Escaja: Looking Back at Me” has been screened at the Fargo-Minnesota LGBT Film Festival, Young Filmmakers Festival in New York City, and the Vermont International Film Festival. It has won Best Ethnographic Film Award at the Freedom & Unity Film Contest and Audience Choice Award at the Phillips Academy Film Festival. Additionally, the film has been shown at schools, conferences, workplaces, and universities for entertainment and educational purposes. Sade and I have also toured the state presenting the film and sitting as panelists for audience engagement. We serve as a resource to answer questions on the making of the film and on LGBTQ allyship, sharing our own stories and experiences. How did you find your cast and crew for this film?

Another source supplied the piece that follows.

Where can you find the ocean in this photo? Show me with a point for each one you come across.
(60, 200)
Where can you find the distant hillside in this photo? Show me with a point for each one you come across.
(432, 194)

Escaja: I produced, filmed, and edited “Looking Back at Me” entirely on my own as a Junior in high school. Sade and I had gone to the same school, so I had that connection with him. When I brainstormed the theme of the film, I immediately knew Sade would be a perfect candidate, and we collaborated together to tell his story. Any advice on making films you want to share – about fundraising, working with actors, distributing, sending to festivals, etc?

Escaja: Honestly, I’m the one who needs advice on these things! I am still very new to the world of filmmaking. In terms of festivals, I would say – don’t wait for opportunities to come to you, find the opportunities yourself! Use your resources and make connections. Step outside your comfort zone.